Lexipol’s policy was updated on Feb. 15, 2018, six weeks after SB 54 took effect.

But not all agencies subscribe to Lexipol’s automatic updates. Furthermore, Lexipol’s model allows agencies to accept or reject policy changes or alter the policies to fit the needs of the agency. Lexipol’s policies are delivered via an online interface where officers can access, but there’s no public portion where anyone can see the latest policies.

The Port of Los Angeles’s policy is dated July 9, 2018, well after Lexipol updated its policy to reflect the change in state law.

Even before the Sanctuary State law passed, civil rights advocates argued the policy was legally erroneous. Adrienna Wong, a staff attorney with the ACLU of Southern California, sent a letter to Lexipol on April 12, 2017. She criticized Lexipol for not making any distinction between a criminal immigration violation, when someone crosses the border illegally, and a civil one, when someone enters the country legally but remains longer than permissible.

Furthermore, Wong says a lack of English proficiency should not be a criteria in establishing reasonable suspicion as 19 percent of Californians have limited English proficiency.

“By suggesting that officers may systematically consider characteristics widely-shared by Californians to arrive at reasonable suspicion of a crime, the Policy encourages profiling and illegal detentions, and runs afoul of the Fourth Amendment,” Wong wrote.

In an interview earlier this year, Lexipol co-founder Bruce Praet disagreed with the ACLU analysis of the policy but acknowledged it needed to be revised after the passage of SB 54.

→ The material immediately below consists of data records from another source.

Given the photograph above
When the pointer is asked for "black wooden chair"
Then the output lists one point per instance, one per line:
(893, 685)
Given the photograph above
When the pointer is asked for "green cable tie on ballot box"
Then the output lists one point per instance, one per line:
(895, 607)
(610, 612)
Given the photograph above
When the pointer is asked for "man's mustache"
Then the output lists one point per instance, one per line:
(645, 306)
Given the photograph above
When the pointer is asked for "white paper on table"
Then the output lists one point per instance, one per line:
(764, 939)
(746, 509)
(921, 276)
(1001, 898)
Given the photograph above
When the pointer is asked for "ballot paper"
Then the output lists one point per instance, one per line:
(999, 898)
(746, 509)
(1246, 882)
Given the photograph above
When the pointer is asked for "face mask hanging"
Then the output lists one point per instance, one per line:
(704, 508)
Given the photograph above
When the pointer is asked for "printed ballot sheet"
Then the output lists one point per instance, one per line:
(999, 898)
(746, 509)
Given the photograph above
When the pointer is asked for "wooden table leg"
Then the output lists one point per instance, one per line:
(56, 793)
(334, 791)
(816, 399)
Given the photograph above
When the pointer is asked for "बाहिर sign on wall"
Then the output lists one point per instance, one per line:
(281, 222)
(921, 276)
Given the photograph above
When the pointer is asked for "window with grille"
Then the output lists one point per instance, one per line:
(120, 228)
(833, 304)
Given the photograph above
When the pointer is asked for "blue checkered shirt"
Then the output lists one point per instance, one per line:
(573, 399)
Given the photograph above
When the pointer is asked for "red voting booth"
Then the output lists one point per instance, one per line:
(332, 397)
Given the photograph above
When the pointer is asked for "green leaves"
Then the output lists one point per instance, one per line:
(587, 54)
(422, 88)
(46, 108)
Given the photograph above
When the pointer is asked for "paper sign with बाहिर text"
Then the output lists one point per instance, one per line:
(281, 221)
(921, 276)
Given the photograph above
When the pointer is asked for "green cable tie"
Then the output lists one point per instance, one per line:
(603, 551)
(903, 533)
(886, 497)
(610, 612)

All but one agency responded to a California Public Records Act request indicating that the department had no contacts with federal immigration officials and had made no arrests for immigration-related offenses. The Brisbane Police Department, a department of about 20 officers in Marin County, did not respond.

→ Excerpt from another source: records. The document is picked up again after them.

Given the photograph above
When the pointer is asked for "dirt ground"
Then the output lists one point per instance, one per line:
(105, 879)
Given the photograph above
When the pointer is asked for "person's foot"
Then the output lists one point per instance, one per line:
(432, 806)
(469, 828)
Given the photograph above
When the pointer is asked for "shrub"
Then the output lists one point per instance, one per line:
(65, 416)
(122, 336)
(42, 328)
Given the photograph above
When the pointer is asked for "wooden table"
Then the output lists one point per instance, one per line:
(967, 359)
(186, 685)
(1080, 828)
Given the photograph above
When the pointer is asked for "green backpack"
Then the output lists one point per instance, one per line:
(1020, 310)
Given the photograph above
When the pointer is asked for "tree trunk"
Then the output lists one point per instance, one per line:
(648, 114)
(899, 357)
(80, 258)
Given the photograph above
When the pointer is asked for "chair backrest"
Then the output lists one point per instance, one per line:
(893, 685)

Menlo Park police Chief Dave Bertini speaks to residents. Photo courtesy city of Menlo Park.

Menlo Park police Chief David Bertini said in an interview that he does not update the policy every time a new law is enacted and instead waits for Lexipol to issue an update. While officers are trained online using the Lexipol policies, Bertini said that any state law or city ordinance would preempt the police policy and that doesn’t cause any confusion among officers.

“Laws are changing every day,” Bertini said. “Laws change all the time, we understand that, we have to be up on case law, our officers are constantly being trained on new case law.”

The Menlo Park City Council enacted a “safe city” ordinance in 2017, which Bertini said he helped draft, that largely aligned with what was already written in state law. The department policy was not updated until Lexipol updated it the following year.

Jason Wu, police chief in Belvedere, said that his department was in the process of reviewing and updating the entire department policy manual and had last updated the immigration policy in March 2019. Greenfield police acting Chief James Hunt said that the department’s updated policy had been in place since July 13, 2018, and he brought the erroneous policy posted on the website to the department’s IT team.

Foster City police Chief Joe Pierucci said in an email he was “taken aback” when he read the sections of the department’s policy. He said that the department’s policies had been changed in March 2018 but confirmed that the old policies were still posted on the website.

“As the Chief, it is my responsibility to ensure that details such as these are accurate and updated, and I admit that I am embarrassed that this particular update did not occur,” Pierucci wrote.

While it appears that none of the departments with posted policies were conducting immigration enforcement, if an officer did, it could have costly results. When a police officer in Spokane, Washington, detained Gabriel Gomez, an undocumented immigrant, after a traffic collision until he was taken into custody by U.S. Border Patrol agents, the ACLU and the Northwest Immigrant Rights Project sued the city.

Eventually, Spokane settled the suit for $49,000 and Spokane agreed to revise its Lexipol-provided policy. Matt Adams, Legal Director for NWIRP, said in a statement after the settlement, “The changed policies will help the City to move forward in working to serve all the community members, regardless of their perceived immigration status.”